Alberta is now exceeding 100 per cent capacity for surgical volumes and is leading the country in eliminating the COVID-19 surgical backlog.

While all provinces delayed surgeries during the pandemic, Alberta delayed fewer surgeries than other provinces. For example, in the second wave, five to 10 per cent of surgeries were delayed in Alberta compared with between 30 and 60 per cent of surgeries postponed in Ontario, British Columbia and Quebec.

“As the pandemic recedes, Alberta’s government will be pushing as hard as we can to ensure that any delayed surgeries are completed as fast as possible. Thanks to the incredible dedication of surgical teams in AHS and at chartered surgical facilities, we are getting closer and closer to that goal.”

Tyler Shandro, Minister of Health

Through its surgical recovery plan, Alberta expects to recover faster than many other provinces.

The surgical recovery plan is now integrated into the Alberta Surgical Initiative, which will provide all Albertans the surgeries they need within recommended wait times. The initiative is improving and standardizing the entire surgical system from the time patients seek advice from their family doctor, to when they are referred to a specialist, to their surgery and rehabilitation.

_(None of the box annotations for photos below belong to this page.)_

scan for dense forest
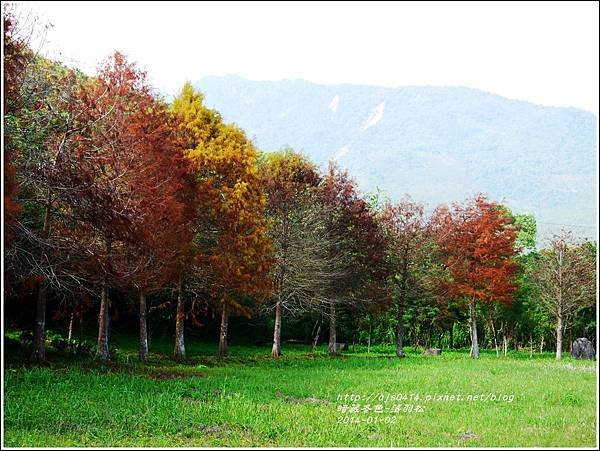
[3,9,597,363]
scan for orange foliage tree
[432,195,517,358]
[172,83,272,358]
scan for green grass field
[4,337,596,447]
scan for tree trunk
[77,305,83,353]
[30,203,51,363]
[313,320,321,351]
[271,294,281,357]
[139,290,148,362]
[327,302,337,354]
[30,282,46,363]
[173,275,185,360]
[556,312,563,360]
[67,312,75,341]
[217,300,229,359]
[490,320,500,358]
[96,281,110,362]
[396,298,405,358]
[529,334,533,358]
[469,301,479,359]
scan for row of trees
[4,11,596,362]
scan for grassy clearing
[4,337,596,447]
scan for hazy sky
[22,2,599,114]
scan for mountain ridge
[195,75,597,238]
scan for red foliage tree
[433,195,517,358]
[55,53,186,360]
[319,163,386,353]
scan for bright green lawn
[4,337,596,447]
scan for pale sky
[21,2,599,115]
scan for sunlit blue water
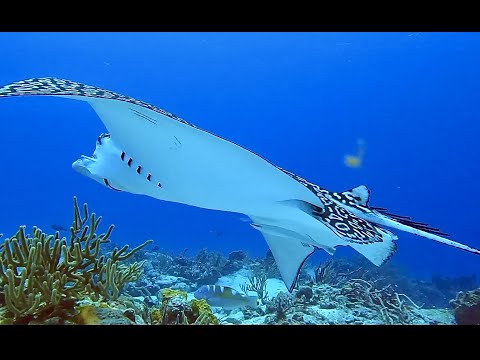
[0,33,480,278]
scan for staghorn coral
[151,288,218,325]
[450,289,480,325]
[190,299,218,325]
[0,197,151,320]
[240,272,268,305]
[339,279,420,324]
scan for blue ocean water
[0,33,480,279]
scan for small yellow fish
[343,139,366,168]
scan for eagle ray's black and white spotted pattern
[277,166,385,244]
[0,78,196,127]
[0,78,398,244]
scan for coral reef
[450,289,480,325]
[151,288,218,325]
[0,197,151,323]
[240,269,268,305]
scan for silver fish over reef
[0,78,480,291]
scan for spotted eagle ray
[0,78,480,292]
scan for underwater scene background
[0,32,480,324]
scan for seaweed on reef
[339,279,421,324]
[450,288,480,325]
[240,271,268,305]
[150,288,218,325]
[0,197,151,321]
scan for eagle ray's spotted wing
[0,77,196,127]
[277,166,396,244]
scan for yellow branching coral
[0,197,152,317]
[150,288,218,325]
[190,299,218,325]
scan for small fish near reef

“By carefully reducing the number of surgeries being performed in response to the pandemic, we were able to increase capacity in our intensive care units and ensure people with COVID-19 who needed ICU care could receive it. Now, we are able to focus on our surgical recovery plan. I am so proud of our teams who continue to work hard to ensure Albertans have high-quality care.”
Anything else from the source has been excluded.